The West Umatilla Mosquito Control District will be conducting targeted aerial mosquito control spraying with a twin engine airplane after sunset on Saturday, Aug. 13 or Sunday, Aug. 14, weather permitting.
The application is taking place to protect the public against mosquitoes carrying West Nile virus in several areas of Western Umatilla County. The district is now up to 10 confirmed positive samples in 2016. Initial detection was on June 28 and four more were confirmed last Friday by the Oregon State University Veterinary Diagnostic Lab in Corvallis Oregon. Positive samples have been collected near Stanfield, Umatilla, and east of Hermiston on Spearman Road and Hat Rock. The most recent samples were collected at Cold Springs Reservoir and Cooney Lane near the Hermiston Wastewater Treatment Plant.
A total of 10,240 acres are to be targeted in areas north and east of Hermiston that have high populations of vector mosquitoes.

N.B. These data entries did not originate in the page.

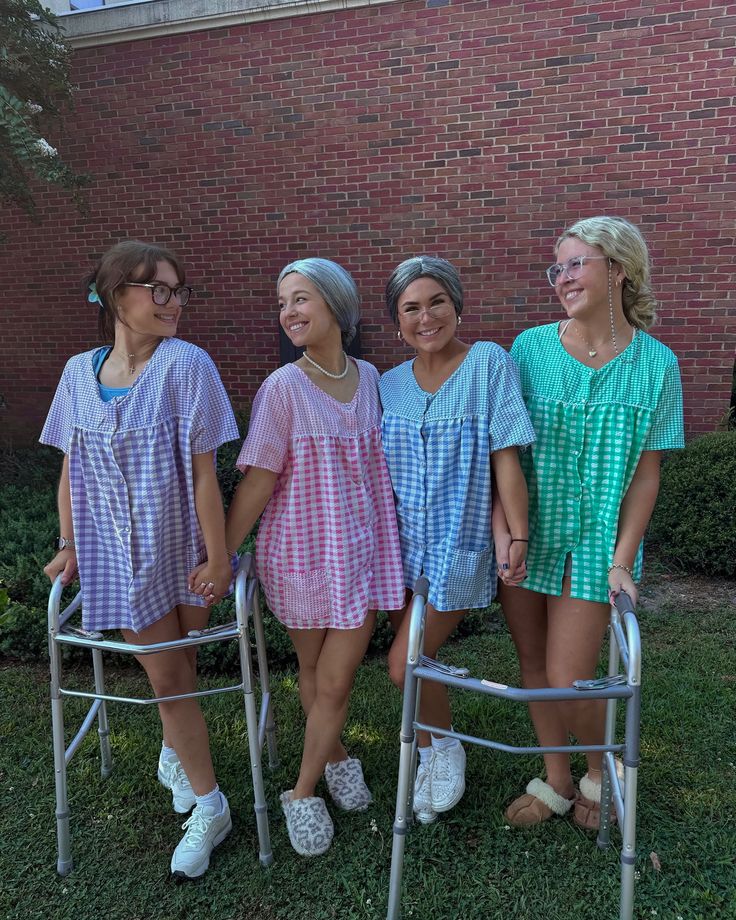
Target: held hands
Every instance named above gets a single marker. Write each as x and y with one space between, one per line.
511 559
64 563
211 580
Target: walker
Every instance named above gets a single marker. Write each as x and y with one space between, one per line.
260 723
625 646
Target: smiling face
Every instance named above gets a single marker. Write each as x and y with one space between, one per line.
304 314
137 311
426 314
584 297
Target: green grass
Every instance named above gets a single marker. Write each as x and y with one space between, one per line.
468 865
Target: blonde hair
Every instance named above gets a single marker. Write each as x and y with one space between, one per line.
622 242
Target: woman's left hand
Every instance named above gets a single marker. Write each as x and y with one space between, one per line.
620 580
211 580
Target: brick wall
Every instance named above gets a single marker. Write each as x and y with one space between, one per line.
475 130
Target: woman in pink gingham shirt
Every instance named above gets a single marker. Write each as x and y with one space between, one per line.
328 549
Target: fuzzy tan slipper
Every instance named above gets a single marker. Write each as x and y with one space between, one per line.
540 803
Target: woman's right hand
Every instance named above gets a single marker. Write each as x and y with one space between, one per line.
64 563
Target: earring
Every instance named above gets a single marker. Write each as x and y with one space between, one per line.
610 309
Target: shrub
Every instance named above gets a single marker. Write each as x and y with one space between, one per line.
694 524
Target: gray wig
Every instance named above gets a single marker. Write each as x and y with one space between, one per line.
336 287
417 267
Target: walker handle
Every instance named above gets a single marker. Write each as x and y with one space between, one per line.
623 603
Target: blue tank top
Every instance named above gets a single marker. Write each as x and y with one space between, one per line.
106 393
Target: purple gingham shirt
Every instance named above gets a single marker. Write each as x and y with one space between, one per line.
132 490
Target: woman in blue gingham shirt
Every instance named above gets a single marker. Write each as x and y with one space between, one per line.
139 505
453 419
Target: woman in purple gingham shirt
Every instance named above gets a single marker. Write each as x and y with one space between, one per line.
139 505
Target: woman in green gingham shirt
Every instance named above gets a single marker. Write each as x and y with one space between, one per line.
605 400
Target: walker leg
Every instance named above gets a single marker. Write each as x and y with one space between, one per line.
64 861
273 754
103 727
631 781
251 719
604 830
403 792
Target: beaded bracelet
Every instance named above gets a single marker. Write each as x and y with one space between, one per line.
619 565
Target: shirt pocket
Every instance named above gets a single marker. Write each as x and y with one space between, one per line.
468 577
307 592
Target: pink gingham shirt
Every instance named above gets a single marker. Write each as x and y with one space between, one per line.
328 546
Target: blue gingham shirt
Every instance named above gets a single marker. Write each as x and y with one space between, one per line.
438 448
130 470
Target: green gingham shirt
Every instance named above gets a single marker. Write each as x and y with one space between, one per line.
592 427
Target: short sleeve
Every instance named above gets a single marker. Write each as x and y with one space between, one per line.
269 432
57 431
509 421
667 431
213 422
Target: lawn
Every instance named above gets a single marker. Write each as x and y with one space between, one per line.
468 865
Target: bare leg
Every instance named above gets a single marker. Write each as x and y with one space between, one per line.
340 653
526 616
435 704
190 618
308 645
575 634
171 673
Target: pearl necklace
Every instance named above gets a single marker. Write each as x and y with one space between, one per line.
327 373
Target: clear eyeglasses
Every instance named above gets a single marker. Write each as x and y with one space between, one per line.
573 268
438 311
161 293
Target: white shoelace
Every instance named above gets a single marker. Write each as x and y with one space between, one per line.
441 767
196 827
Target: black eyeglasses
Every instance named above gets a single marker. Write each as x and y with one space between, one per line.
161 293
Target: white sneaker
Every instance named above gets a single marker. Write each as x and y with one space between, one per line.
448 777
423 811
205 829
171 775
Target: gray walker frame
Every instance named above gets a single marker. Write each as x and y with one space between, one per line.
624 648
259 722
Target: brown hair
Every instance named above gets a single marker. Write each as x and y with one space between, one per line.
129 260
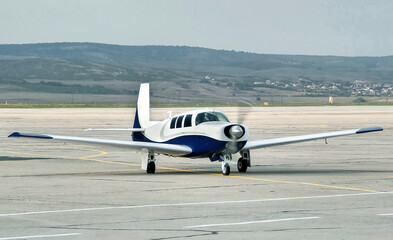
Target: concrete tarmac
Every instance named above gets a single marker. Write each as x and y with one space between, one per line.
311 190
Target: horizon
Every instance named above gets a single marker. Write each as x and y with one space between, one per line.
237 51
304 27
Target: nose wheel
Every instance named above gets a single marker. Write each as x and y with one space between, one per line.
242 165
226 169
151 167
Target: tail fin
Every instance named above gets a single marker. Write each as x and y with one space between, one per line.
142 114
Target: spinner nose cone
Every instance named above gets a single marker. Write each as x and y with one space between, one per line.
236 132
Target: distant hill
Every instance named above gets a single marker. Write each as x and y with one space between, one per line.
182 73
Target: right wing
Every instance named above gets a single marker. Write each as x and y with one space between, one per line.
162 148
116 129
303 138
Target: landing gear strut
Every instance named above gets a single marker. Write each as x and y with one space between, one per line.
225 159
242 165
151 167
148 163
244 161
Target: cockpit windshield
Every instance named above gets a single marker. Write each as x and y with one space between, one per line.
210 117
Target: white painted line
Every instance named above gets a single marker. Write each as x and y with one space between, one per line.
190 204
251 222
42 236
386 214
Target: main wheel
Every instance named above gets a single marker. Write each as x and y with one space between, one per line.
226 170
242 165
151 167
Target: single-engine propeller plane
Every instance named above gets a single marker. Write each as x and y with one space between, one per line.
195 134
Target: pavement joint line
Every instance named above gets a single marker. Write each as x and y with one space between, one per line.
251 222
386 214
41 236
89 158
188 204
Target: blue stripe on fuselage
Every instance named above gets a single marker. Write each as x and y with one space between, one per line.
202 146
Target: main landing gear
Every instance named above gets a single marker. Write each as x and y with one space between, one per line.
148 164
242 164
244 161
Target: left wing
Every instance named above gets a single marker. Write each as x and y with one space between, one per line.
303 138
162 148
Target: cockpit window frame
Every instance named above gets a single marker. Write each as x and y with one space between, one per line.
188 120
210 116
179 122
173 123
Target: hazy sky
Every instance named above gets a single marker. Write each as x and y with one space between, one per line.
312 27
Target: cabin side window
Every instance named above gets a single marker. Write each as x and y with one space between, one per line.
179 121
173 122
187 120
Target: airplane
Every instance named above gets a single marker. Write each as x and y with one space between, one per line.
205 133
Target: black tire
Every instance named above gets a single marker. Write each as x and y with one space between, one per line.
227 169
151 167
242 165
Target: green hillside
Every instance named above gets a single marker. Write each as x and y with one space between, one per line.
186 73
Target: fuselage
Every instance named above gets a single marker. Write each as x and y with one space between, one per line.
206 132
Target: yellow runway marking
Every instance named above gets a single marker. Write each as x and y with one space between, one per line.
101 153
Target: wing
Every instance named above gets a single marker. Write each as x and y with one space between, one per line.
303 138
162 148
116 129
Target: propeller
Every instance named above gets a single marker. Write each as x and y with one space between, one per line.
244 103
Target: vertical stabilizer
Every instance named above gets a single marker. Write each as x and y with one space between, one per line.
142 115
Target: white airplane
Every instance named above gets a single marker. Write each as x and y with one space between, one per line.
195 134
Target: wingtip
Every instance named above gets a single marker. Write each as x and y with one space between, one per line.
14 134
370 129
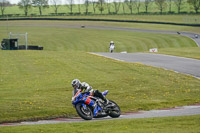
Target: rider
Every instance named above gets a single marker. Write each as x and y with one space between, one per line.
76 84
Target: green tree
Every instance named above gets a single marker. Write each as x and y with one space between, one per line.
161 5
25 5
41 4
195 4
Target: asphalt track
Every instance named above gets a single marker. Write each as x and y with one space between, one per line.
178 111
178 64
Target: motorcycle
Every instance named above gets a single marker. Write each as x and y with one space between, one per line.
89 107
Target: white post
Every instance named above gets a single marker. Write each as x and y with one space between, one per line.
26 40
10 35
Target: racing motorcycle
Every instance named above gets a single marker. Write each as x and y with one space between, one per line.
89 107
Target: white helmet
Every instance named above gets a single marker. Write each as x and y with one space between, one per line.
75 83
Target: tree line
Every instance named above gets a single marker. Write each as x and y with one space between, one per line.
101 5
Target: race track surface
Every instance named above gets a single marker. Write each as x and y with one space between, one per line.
178 64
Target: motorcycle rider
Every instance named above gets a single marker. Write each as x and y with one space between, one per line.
76 84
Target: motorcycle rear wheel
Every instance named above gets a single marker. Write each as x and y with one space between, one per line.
85 113
115 113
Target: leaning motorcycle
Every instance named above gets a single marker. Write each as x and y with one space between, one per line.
89 107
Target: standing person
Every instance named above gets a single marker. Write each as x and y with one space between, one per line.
76 84
112 46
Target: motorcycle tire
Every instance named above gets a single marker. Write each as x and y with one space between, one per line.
84 113
115 114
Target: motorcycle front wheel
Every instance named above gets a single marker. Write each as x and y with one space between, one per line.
84 111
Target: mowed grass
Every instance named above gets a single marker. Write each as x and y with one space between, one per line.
37 84
183 124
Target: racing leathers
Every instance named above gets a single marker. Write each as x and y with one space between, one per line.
86 88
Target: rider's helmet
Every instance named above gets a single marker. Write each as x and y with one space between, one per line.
75 83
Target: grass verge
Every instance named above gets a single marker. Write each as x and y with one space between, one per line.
181 124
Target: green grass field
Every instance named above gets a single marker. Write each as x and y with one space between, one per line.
153 8
183 124
37 84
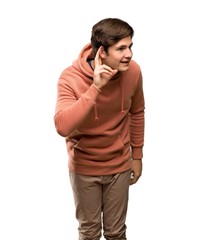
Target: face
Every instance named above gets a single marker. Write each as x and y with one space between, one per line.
119 55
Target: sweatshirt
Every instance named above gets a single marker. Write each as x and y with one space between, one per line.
103 129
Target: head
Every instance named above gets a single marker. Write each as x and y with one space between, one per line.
114 36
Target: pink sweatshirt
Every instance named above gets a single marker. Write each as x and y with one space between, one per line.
103 129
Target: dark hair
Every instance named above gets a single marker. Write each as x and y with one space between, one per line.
109 31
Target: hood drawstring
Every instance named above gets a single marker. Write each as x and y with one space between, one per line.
122 95
122 100
96 112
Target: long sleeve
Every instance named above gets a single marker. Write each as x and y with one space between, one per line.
70 111
137 121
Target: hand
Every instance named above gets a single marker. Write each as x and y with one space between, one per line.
136 170
102 72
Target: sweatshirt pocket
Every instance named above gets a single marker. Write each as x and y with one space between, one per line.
98 148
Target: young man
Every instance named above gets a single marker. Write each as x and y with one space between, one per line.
100 112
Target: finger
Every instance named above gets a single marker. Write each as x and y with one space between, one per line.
97 59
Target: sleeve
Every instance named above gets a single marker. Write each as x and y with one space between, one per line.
71 112
137 121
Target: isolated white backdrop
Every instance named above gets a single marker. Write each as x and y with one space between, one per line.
38 40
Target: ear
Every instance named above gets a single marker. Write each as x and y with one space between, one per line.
102 52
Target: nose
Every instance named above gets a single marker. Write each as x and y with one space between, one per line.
128 53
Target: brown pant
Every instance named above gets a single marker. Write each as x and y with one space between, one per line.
101 202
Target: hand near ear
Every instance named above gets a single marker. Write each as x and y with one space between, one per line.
102 72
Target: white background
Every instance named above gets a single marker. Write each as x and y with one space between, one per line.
38 40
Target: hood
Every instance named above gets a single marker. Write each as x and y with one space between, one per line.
81 64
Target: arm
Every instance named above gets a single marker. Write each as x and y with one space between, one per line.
71 112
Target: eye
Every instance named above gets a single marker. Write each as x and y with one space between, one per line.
121 49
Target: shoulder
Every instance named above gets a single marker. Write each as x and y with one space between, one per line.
134 66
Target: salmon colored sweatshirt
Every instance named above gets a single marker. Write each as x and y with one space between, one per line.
103 129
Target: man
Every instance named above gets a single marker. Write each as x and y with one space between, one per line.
100 112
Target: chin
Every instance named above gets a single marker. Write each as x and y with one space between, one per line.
123 69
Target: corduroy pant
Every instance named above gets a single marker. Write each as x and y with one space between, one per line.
101 205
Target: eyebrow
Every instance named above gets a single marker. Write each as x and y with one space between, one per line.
124 45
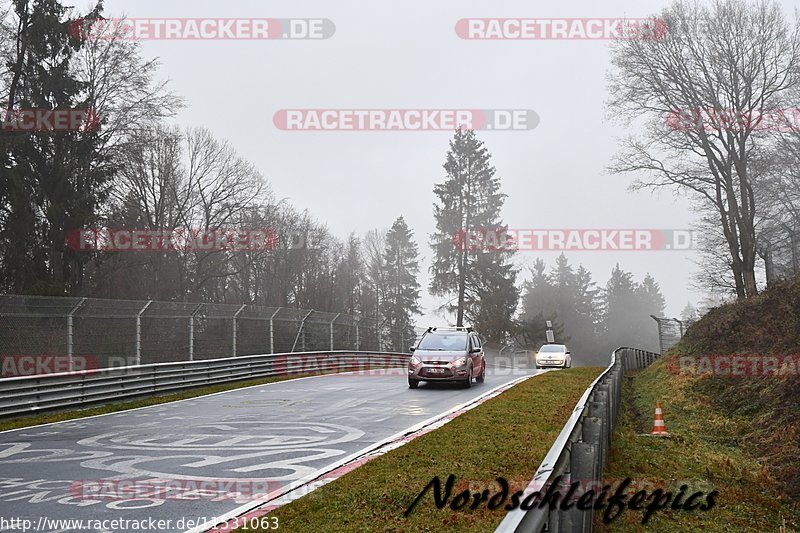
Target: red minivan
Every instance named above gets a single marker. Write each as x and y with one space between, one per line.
447 354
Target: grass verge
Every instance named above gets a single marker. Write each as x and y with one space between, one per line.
61 416
705 453
508 436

No areas within city limits are currently scheduled for aerial spraying. For more information please contact the West Umatilla Mosquito Control District at 567-5201
West Nile is primarily a bird disease, and some birds, including magpies, blue jays and crows are especially susceptible. Mosquitoes become infected by feeding on an infected bird and can pass the virus to humans, horses or other hosts when they bite. The public is encouraged to continue to alert district officials when they come across dead birds, so the district can track the spread of the virus.
The risk of West Nile is low but people are encouraged to take appropriate precautions to protect themselves against mosquito bites. Most people who become infected with West Nile Virus do not become ill. Some may develop mild flu-like symptoms such as fever, headache, body aches, and occasionally swollen lymph glands or a rash. In rare cases West Nile may cause encephalitis, or inflammation of the brain. Individuals with severe or unusual headaches should seek medical care as soon as possible. Residents of the district should remain vigilant in protecting themselves from mosquitoes and the diseases that they can carry.